Q: When you sell a duplex where you live in one unit and the other unit is a rental, do you have to do a 1031 tax-deferred exchange, or would part of the of the duplex be classified as a personal residence?
A: Under current tax laws, you may sell your principal residence and keep any profits
up to $250,000 per person ($500,000 for a married couple) tax-free.
You do not have to buy a replacement home of equal or greater value to avoid paying capital gains tax. But investment property owners remain subject to the capital gains tax on their property sale profits, unless they exchange the funds into another investment property.
In your case, your duplex is both your primary residence and an investment property. Therefore, from a tax standpoint, you must handle each portion of the property sale separately.
The portion of the duplex that is used for your residence can be sold tax-free, as long as you have owned the property for at least two years and your capital gain does not exceed $250,000 (or $500,000 for a married couple).
As I have explained in this column previously, you can also avoid paying capital gains tax on the rental portion of the duplex by using the Internal Revenue Code Section 1031 exchange procedures. These rules are very strict, and they must be followed to the letter, or your capital gains will become taxable.
To qualify for a 1031 tax-deferred exchange, you must purchase a replacement investment property of equal or greater value than the property you are selling.
In your case, the replacement investment property would have to be of equal or greater value than the investment portion of your duplex. For example, if your duplex sold for $500,000, with half of the value being allocated to the rental unit, you would have to purchase a replacement investment property that cost $250,000 or more to qualify for the exchange.
Another requirement is that the replacement property must be “like kind,” which means it is held for investment or use in a trade or business.
That does not mean that if you sell a duplex you have to buy another duplex.
You could replace the duplex with any kind of property, as long as it is held for investment or business use. For example, you could trade up from your duplex into a fourplex or a small apartment building, or you could buy a single family rental house or even raw land, as long as the purchase price of the replacement investment property is equal to or greater than one-half of the sales price of your duplex.
The time limit for completing a tax-deferred exchange is fairly short. You must identify the replacement investment property within 45 days of the closing date on the sale of your duplex and you must close on the purchase of replacement property within 180 days of the closing date on the “old” property.
That doesn’t allow a lot of time for shopping around.
Smart investors try to give themselves a little more breathing room by writing in a long escrow period on the sale of their investment property. For example, the purchase and sale agreement might state that the sale shall close 90 days after signing by all parties.

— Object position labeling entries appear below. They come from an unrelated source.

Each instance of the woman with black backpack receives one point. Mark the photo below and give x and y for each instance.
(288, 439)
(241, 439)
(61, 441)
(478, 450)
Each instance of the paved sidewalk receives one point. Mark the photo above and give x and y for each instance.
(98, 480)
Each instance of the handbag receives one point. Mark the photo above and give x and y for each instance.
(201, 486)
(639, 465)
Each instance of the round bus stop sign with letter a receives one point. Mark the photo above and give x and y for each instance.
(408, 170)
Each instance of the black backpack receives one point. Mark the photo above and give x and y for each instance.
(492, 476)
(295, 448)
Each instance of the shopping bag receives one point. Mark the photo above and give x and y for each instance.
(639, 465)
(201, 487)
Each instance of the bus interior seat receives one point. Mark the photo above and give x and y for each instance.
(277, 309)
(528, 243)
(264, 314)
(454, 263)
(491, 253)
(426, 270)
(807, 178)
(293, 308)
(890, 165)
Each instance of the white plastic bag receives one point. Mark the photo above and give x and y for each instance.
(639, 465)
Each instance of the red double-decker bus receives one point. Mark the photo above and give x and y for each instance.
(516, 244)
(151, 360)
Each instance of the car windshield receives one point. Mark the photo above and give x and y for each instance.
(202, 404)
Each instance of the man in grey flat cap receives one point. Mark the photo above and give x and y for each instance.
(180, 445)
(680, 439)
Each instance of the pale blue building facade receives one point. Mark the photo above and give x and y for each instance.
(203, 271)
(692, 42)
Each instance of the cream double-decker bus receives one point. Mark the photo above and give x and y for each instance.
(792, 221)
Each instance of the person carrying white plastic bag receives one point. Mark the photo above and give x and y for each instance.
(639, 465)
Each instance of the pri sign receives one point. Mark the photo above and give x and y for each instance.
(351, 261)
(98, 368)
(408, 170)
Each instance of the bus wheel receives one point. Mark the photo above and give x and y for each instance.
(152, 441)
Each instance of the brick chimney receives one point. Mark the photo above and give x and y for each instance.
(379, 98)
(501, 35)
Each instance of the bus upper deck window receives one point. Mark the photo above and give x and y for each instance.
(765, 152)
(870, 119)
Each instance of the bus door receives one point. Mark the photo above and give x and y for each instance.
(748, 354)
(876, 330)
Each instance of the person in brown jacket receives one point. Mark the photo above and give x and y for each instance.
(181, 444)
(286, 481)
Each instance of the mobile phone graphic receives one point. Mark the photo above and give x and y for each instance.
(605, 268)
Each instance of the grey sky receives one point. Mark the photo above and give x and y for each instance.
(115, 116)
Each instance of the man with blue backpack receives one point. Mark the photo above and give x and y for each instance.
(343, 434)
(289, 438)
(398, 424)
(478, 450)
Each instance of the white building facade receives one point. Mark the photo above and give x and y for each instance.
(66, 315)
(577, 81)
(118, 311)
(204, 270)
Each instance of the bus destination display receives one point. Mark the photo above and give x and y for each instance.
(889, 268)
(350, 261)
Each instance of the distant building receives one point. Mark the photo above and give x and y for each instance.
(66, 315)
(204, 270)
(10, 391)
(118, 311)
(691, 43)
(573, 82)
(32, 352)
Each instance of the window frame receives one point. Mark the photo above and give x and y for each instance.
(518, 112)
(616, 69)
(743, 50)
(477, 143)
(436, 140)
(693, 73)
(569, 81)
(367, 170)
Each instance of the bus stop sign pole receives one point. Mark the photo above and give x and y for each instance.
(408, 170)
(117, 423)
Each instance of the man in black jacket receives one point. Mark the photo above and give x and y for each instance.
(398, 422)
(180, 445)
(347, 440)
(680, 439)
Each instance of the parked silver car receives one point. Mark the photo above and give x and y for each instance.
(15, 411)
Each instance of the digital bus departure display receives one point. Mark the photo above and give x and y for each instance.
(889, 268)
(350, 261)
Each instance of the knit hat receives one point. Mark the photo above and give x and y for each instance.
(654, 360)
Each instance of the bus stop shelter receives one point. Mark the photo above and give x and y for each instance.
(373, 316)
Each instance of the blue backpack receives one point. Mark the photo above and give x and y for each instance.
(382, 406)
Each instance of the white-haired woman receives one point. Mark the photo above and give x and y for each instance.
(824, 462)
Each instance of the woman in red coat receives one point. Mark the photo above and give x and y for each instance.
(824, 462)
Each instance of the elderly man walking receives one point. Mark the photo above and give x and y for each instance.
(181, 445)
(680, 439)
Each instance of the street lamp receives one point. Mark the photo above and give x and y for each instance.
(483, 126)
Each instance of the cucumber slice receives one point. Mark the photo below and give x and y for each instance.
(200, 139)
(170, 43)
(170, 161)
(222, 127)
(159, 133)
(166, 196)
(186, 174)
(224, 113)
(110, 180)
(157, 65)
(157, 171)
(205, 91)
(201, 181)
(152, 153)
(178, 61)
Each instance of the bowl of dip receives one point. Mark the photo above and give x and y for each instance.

That gives you an extra three months to locate an acceptable replacement investment property.
Another important 1031 exchange rule is that the seller cannot have any access to the cash proceeds from the sale of the investment property during the exchange period.
This is called “constructive receipt,” and even if the sellers don’t do anything with the money it is treated as taxable income regardless of whether they buy a replacement property.
To avoid this situation, cash from the sale of an investment property in a 1031 exchange is typically held by a neutral third party called an “exchange facilitator,” who then purchases the replacement investment property on behalf of the exchanger.
The exchange process gets more complicated when you combine investment and residential use in a single property, as in your case.
Before signing any agreements to buy or sell an investment property, be sure to consult a tax adviser and an exchange facilitator.
Too often I’ve heard sad stories of investment property sellers who could have saved thousands of dollars in capital gains tax if only they had taken the time to properly structure the transaction as a 1031 tax-deferred exchange before the sale. Once you sell the property and receive the cash, it’s too late to do a 1031 exchange because you have constructive receipt of the sale proceeds.